No. of Recommendations: 2
WD and Alyce,

I agree with the basic gist of the article. I do appreciate that the author points out some of the fallacy of some studies.

My favorite is global warming. Is it happening? Yes. It is the why that is in question. The most popular theory is CO2. They rail on historic temperature levels and record levels of severe weather.

How far back in history do these studies go? 100 to 150 years. The earth is older.

In a couple days, my area will be 24 months in severe or deeper drought. Last year was our hottest summer in history and our worst 1 year drought, but ...

Tree-ring analysis from four different regions of Texas show 4 other periods of similar or worse conditions in the last 400 years, which was the limit the trees could be correlated to.

We had an ice age, not long ago with sheets of ice miles thick. Earlier, during the age of the dinosaurs, the global temperatures were higher than they are now, 60 to 70F vs 50F now.

Why is the temperature increasing? I seriously doubt we have the ability to clearly and definitively state the cause. It most certainly is not just one factor like CO2. Unfortunately, our politicians and media are silly enough to believe these single-source theories.

How about cities or air-conditioning? Cities are noticeably warmer than surrounding country. It is well known to meteorology that cities are heat sinks and heat producers. We need federal regulation to control these evil things. :-)

A/C: we burn fuel of some sort(heat) to create electricity, transmit that energy across electric lines and through transformers (losing some along the way as heat), run a motor(producing heat) to power a compressor(making heat) to compress gas so excess heat will be dispersed to the atmosphere, pushed into the inside unit by a pump(heat) and finally pushed through a radiator with air being pushed through it by a blower(heat again) to be cooled and we breath that sigh of cool relief. For every BTU of heat moved from the inside of your home to the outside, how many BTUs of heat were added to the ecosphere? To take that back to full-cycle, you need to look at the source of the energy for the power plant. Was it mined and transported? A/C in an automobile is much less efficient and makes much more heat per useable BTU of cooling.

This is just one simple little item of millions.
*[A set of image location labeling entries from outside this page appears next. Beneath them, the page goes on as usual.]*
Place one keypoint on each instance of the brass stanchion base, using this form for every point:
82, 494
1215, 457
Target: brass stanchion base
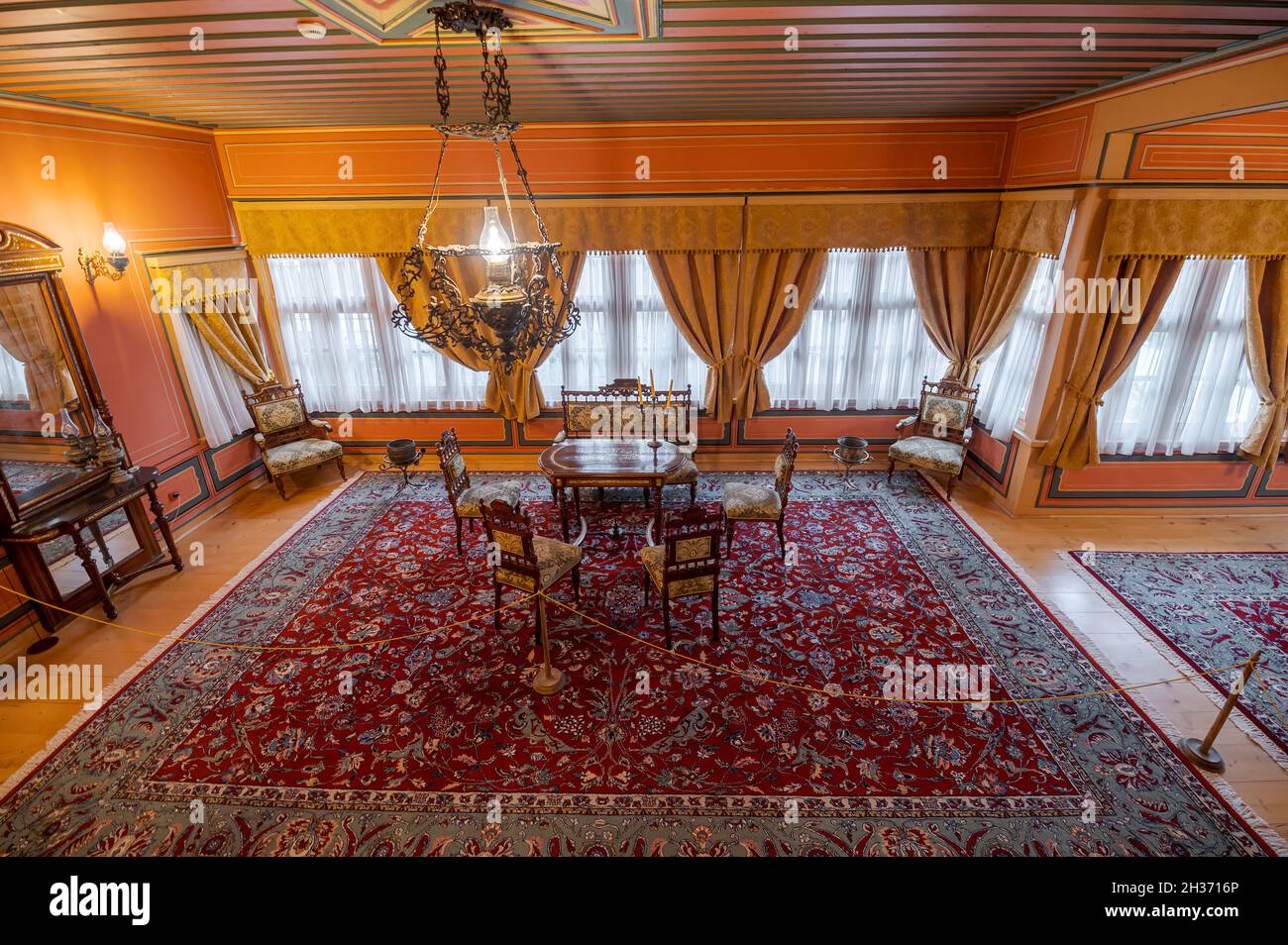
549, 683
1210, 761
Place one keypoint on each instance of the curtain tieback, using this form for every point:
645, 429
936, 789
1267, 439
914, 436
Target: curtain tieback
1083, 395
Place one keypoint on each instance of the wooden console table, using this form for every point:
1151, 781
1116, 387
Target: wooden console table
81, 512
593, 461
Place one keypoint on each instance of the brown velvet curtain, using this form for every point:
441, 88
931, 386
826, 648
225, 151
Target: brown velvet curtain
1106, 348
781, 284
515, 395
967, 300
1267, 358
700, 292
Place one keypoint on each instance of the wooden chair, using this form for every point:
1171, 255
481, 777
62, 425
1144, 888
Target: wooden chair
687, 563
468, 501
940, 430
674, 424
287, 438
524, 561
750, 502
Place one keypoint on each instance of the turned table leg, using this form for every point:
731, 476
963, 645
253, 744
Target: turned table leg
102, 542
95, 579
163, 527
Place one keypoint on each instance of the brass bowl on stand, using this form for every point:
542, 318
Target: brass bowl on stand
850, 452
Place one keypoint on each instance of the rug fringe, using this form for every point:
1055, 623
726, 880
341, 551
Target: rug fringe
77, 721
1220, 786
1176, 661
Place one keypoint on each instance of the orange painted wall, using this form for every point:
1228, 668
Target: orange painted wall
592, 159
161, 185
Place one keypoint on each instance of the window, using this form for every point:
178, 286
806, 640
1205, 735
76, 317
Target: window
13, 378
339, 339
626, 331
862, 344
214, 386
1188, 389
1005, 378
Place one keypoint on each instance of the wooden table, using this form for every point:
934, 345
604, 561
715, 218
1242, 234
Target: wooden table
84, 511
613, 464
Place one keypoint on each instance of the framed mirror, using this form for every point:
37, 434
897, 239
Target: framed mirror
47, 396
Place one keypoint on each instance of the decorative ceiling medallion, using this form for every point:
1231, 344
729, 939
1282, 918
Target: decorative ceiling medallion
390, 22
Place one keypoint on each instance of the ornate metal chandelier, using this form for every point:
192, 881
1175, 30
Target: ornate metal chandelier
514, 313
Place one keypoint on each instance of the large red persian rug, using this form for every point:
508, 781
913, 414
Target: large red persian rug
1211, 609
370, 705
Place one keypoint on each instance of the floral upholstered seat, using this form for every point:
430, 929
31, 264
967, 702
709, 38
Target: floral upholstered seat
687, 473
554, 561
751, 502
940, 430
288, 458
655, 563
745, 501
687, 563
527, 562
926, 452
469, 503
287, 438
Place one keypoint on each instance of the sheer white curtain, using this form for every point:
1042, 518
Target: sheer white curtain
1006, 376
344, 349
13, 377
1189, 389
625, 331
214, 386
862, 344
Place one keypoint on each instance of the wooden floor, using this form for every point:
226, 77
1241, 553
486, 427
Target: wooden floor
232, 538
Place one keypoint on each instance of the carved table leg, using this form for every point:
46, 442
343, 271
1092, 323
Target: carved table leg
563, 511
163, 527
95, 579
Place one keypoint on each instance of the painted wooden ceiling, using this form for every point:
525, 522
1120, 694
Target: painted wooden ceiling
244, 62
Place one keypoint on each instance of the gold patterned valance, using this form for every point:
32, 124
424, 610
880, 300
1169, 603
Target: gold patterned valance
198, 282
1034, 227
872, 226
1254, 228
378, 230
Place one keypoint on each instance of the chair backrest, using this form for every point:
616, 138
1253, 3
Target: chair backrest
510, 532
456, 476
947, 409
674, 421
692, 540
785, 465
585, 411
278, 412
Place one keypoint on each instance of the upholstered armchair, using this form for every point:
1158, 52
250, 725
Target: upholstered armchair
524, 561
687, 563
752, 502
940, 432
287, 438
673, 422
469, 501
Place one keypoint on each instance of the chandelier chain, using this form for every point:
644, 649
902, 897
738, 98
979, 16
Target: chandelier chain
441, 88
515, 313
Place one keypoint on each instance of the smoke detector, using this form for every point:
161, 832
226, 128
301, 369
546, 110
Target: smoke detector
310, 29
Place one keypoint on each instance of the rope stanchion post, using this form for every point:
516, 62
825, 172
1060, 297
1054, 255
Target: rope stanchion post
549, 679
1203, 753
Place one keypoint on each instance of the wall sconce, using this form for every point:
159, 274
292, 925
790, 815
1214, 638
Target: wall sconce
110, 262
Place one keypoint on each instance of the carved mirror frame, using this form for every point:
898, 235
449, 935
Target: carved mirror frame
29, 257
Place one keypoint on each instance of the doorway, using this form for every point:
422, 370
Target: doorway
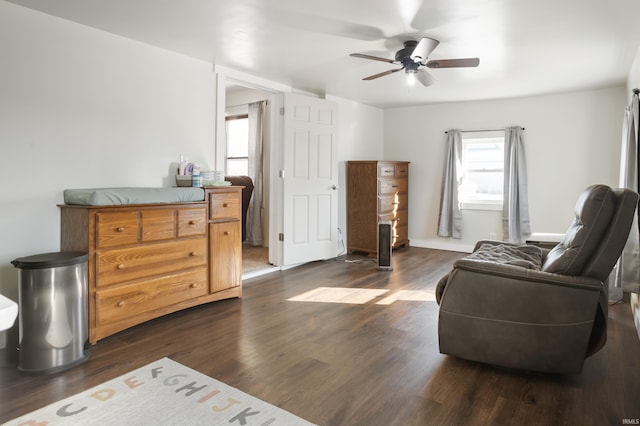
238, 98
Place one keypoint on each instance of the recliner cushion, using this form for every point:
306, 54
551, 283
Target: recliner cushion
525, 256
593, 213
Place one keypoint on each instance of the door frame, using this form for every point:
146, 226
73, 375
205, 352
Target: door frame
223, 77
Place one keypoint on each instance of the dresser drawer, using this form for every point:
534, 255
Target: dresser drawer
386, 170
119, 265
117, 228
192, 222
123, 302
401, 170
392, 186
389, 204
158, 225
225, 205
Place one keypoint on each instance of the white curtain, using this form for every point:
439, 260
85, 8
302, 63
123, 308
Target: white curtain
516, 226
254, 212
450, 220
627, 271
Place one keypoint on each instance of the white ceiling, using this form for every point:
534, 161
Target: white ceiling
526, 47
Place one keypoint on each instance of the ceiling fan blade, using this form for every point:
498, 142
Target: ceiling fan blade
453, 63
374, 58
424, 77
423, 49
382, 74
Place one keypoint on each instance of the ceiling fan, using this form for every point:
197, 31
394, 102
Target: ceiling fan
413, 58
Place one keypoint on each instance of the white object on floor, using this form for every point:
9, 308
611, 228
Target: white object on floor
8, 313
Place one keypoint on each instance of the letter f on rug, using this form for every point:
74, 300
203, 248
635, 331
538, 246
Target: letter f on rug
161, 393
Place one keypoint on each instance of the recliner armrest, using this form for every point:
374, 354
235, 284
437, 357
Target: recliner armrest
519, 273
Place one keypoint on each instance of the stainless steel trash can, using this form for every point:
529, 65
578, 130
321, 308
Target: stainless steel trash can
52, 311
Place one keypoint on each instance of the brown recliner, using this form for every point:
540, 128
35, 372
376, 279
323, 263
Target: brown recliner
247, 183
508, 306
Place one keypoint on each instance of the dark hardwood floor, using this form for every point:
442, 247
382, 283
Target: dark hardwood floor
372, 363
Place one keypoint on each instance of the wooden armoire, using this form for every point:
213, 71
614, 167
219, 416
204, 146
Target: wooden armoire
376, 191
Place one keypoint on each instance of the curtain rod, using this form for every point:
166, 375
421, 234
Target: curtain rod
485, 130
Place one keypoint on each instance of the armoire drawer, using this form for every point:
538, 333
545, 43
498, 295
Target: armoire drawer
392, 186
116, 304
119, 265
389, 204
386, 170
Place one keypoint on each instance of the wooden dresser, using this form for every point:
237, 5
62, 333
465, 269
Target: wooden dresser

We all know the EPA is the savior of our environment. An outfit around here started signing contracts about 5 years ago with ranches to "harvest" brush. They would come to a ranch, cut and grub all mesquite, juniper and other brush. They were going to build-out a power plant that burned the chipped material and used nat gas to re-burn the smoke. The EPA and TCEQ denied the permits citing pollution concerns. Instead of having a clean burning plant producing power, ranchers are burning off brush piles. Same fuel and no controls on pollution. Increased danger of wildland fires if a controlled burn gets away. So one method produces electricity and reduces emissions and wildland fires and the other doesn't. Which is better?